- Directed by: Naresh Kumar HN
- Screenplay by: Naresh Kumar, Ashwin Kodange, Thrilok Reddy
- Story by: Naresh Kumar
- Produced by: Manjunath V.K.
- Starring: Gurunandan Apoorva Gowda
- Cinematography: Praveen Shambulingam
- Edited by: Giri Mahesh(M.P.halli)
- Music by: Kiran Ravindranath
- Production company: Dolphin Entertainment
- Distributed by: Jayanna Films
- Release date: 27 November 2015;
- Running time: 143 minutes
- Country: India
- Language: Kannada

= 1st Rank Raju (2015 film) =

1st Rank Raju is a 2015 Indian Kannada-language comedy drama film written and directed by Naresh Kumar HN in his debut, and produced by V. K. Manjunath. It features Gurunandan and Apoorva Gowda in the lead roles. The rest of the cast includes Tanishka Kapoor, Sadhu Kokila, Ananth Nag, Achyut Rao, Manadeep Rai, Giri Mahesh and Master Chinmai. The film's music director Kiran Ravindranath.The director remade the film in Telugu in 2019 with the same title. The film was declared a success at box-office.

== Synopsis==
Film explores the importance of the academic qualification in life. The story line conveys the message to parents who consider only academic achievements results in successful life. It was the most talked movie in 2015, commercially too, the movie tasted tremendous success.

==Cast==
- Gurunandan as Raju / Raj The Showman
- Apoorwa Gowda as Sanmitha
- Tanishka Kapoor as Mary
- Ananth Nag as Company MD Satyamurthy
- Achyuth Kumar as Raju's Dad
- Sadhu Kokila as Shani Kappor (S.K. Shani)
- Sudha Belawadi as Raju's Mom
- Jai Jagadish as School Principal
- Mandeep Rai as Principal of college
- Giri Mahesh as Gudli Hero
- Master Chinmayi as First Rank Raju (young)
- Nagaraja Murthy as Karnataka Education Minister
- Amith as Friend
- Ashwin Kodange as Manager

==Soundtrack==
The music of the film was composed by Kiran Ravindranath.

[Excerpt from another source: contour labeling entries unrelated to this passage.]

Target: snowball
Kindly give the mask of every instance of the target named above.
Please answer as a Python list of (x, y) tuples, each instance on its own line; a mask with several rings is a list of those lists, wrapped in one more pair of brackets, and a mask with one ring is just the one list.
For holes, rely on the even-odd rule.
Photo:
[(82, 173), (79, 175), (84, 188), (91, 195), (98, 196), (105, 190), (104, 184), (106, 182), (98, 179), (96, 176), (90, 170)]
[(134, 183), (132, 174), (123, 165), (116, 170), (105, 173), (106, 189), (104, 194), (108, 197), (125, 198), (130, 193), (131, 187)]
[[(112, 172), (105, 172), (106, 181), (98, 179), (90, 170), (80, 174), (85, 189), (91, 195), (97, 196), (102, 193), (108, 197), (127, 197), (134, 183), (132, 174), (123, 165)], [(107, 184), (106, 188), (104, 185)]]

| No. | Title | Lyrics | Singer(s) | Length |
|---|---|---|---|---|
| 1. | "Raju Raju" | Yogaraj Bhat | Tippu |  |
| 2. | "Shuru Shuru" | Hrudaya Shiva | Shreya Ghoshal |  |
| 3. | "Shake Your Body" | Hrudaya Shiva | Varun, Rocky |  |
| 4. | "Baccha Iddang Idde" | Hrudaya Shiva | Vijay Prakash |  |
| 5. | "Raju Raju Junior bit" | Ashwin Kodange | Varun |  |
| 6. | "Shuru Shuru pathos" | Ashwin Kodange | Kiran Ravindranath |  |
| 7. | "Yaare Nee Yaare Hudugi" | Hrudaya Shiva | Karthik, Rumana |  |
| 8. | "Ekangi Naanu Ekangi" | Jayanth Kaikini | Sonu Nigam |  |
| 9. | "Baccha Iddang Idde bit" | Hrudaya Shiva | Vijay Prakash |  |

== Reception ==
A critic from The Times of India wrote that "Director Naresh Kumar has come up with an entertaining film, where the message isn't forced. The casting is quite accurate. Gurunandan as Raju excels. The music, cinematography, editing and re-recording too are commendable. Watch this film for its entertainment quotient and good performances".